J’ai laissé mes performers choisir leur nom de scène, et été très attentive à leurs envies et suggestions par rapport à leur rôle. Tous avaient envie de pratiquer le drag, sans pour autant trouver le moment ou le lieu de le faire. J’ai écouté leurs propres aspirations, car il était important que cette expérience s’écrive à plusieurs. Dans le cadre de cette comédie, les personnages sont des “infiltrés” dans leur travail alimentaire. C’est cette situation qu’ils vivent comme un travestissement. Au fur et à mesure de la pièce, la mue de leur emploi tombe et ils apparaissent peu à peu dans leur personnage drag d’une manière punk en s’émancipant en criant “me voilà”.
M. C. : Pour moi, la parole est l’un des points essentiels : comment elle était étouffée par vos personnages professionnels derrière le bar et se trouve libérée par la pièce, tout en exhibant sa vulnérabilité à travers le lip sync (parole muette couverte par la voix d’un autre) ou du yaourt chanté (nouvelle langue inventée et incompréhensible).

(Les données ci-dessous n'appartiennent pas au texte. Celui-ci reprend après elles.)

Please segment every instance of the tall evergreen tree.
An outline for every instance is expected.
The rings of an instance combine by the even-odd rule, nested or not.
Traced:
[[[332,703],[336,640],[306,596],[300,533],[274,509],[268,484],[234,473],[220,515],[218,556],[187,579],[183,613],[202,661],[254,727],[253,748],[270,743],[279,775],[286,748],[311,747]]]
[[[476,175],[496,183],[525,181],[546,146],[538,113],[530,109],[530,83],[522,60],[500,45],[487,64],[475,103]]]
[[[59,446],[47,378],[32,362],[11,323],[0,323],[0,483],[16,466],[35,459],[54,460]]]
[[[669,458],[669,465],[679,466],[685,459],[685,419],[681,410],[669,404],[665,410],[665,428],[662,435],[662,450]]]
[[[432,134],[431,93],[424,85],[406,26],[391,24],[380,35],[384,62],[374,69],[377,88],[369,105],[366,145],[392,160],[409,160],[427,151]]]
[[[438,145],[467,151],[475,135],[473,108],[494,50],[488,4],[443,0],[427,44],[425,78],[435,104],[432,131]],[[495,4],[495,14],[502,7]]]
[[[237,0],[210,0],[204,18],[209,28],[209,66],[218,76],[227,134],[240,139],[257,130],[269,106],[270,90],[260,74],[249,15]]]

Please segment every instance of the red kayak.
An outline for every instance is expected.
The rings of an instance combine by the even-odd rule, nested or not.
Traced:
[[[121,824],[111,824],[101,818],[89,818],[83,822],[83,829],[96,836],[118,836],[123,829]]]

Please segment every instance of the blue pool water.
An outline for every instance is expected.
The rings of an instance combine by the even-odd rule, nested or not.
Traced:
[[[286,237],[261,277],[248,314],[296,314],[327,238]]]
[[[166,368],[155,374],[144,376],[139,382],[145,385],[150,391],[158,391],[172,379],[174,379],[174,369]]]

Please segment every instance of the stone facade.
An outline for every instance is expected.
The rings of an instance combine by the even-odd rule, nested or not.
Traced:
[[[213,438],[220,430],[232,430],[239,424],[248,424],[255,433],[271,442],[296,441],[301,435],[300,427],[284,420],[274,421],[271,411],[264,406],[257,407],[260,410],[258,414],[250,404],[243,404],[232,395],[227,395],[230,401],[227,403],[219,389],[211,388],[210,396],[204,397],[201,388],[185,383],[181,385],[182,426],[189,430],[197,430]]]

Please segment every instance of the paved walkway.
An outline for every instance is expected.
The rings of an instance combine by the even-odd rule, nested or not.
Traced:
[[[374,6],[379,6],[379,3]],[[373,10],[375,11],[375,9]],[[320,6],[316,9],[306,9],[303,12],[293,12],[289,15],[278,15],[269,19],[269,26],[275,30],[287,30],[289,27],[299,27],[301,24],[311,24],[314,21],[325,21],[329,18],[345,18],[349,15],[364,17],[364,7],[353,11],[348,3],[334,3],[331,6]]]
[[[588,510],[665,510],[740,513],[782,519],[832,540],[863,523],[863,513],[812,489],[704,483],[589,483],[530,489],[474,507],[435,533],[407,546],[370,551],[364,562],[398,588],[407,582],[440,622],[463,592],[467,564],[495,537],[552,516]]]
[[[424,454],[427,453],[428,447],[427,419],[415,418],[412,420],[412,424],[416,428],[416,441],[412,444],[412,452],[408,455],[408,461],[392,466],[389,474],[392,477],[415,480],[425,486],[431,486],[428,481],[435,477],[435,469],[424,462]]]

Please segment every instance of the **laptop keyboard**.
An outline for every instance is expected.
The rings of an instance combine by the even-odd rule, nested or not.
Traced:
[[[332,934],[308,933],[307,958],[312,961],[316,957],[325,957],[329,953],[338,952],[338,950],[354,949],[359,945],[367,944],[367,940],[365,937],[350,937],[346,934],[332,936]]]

Ce décalage participe pleinement à l’humour subversif de la comédie musicale, se joue des dévoilements et des trames narratives de la pièce.
Comment as-tu composé (avec) ces différentes voix ?
C. S. : J’ai commencé à pratiquer le lip sync (playback) en performant au Studio Galande devant le film The Rocky Horror Picture Show de Jim Sharman. Les sous-titres sont l’aire de jeu des acteurs devant le film. Quand j’ai écrit cette fiction, elle m’est immédiatement apparue sous la forme d’une comédie musicale. C’est une épopée initiatique, avec les grands composants du genre : un dragon à abattre (le manager) afin de s’émanciper, la consécration d’un individu, une histoire d’amour interdite.
Nous voulions que chaque élément ait la même importance sur scène, que tout joue, que tout écrive : les acteurs, la vidéo, la musique, les sous-titres, les sculptures et le texte. Les chansons ont précédé les “paroles”, j’ai donc composé “par-dessus” et avec la musique d’Aram. De la bouche des acteurs semblaient sortir des sons muets, sur lesquels j’ai apposé des mots. Ils disent malgré eux en quelque sorte.
Ce qui rend la formule comique dans le lip sync en général, c’est ce mimétisme de la voix enregistrée, qui rapproche le corps de l’acteur de l’automate.
Trapped est une pièce muette mais qui ne se tait jamais, qui chante toutes nos paroles étouffées ou fredonnées en secret.
Trapped in a Quotidien of Reproches
Comédie musicale en lip-sync conçue par Cécile Serres sur une composition originale d’Aram Abbas. Images et effets spéciaux Elliot Gaillardon.
Avec Elliot Gaillardon, Antoine Granier, Christian Kimena, Cham Lavant, Garush Melkonyan, Hugo Rigal, Cécile Serres, Yohan Vallée et Maxime Villeléger.
Captation et montage : Anne Charlotte Rouxel
Présentation de la pièce :
L’équipe d’entretien et de service d’une grande entreprise d’événements culturels s’apprêtent à préparer la grande compétition voguing de l’année : Le Bal. Chacun d’entre elles.eux a une double vie artistique, qui contraste avec la précarité de leur travail ingrat, et elles.ils rêvent d’enflammer les planches. Lors d’une séance de coordination d’équipe corporate (une sorte d’exercice de management new wave), offerte par l’entreprise et obligatoire, un génie malicieux leur apparait et leur suggère un plan diabolique afin d’obtenir le graal : une place sur le runway de la gloire.
Les questions ont été posées par Marion Coindeau.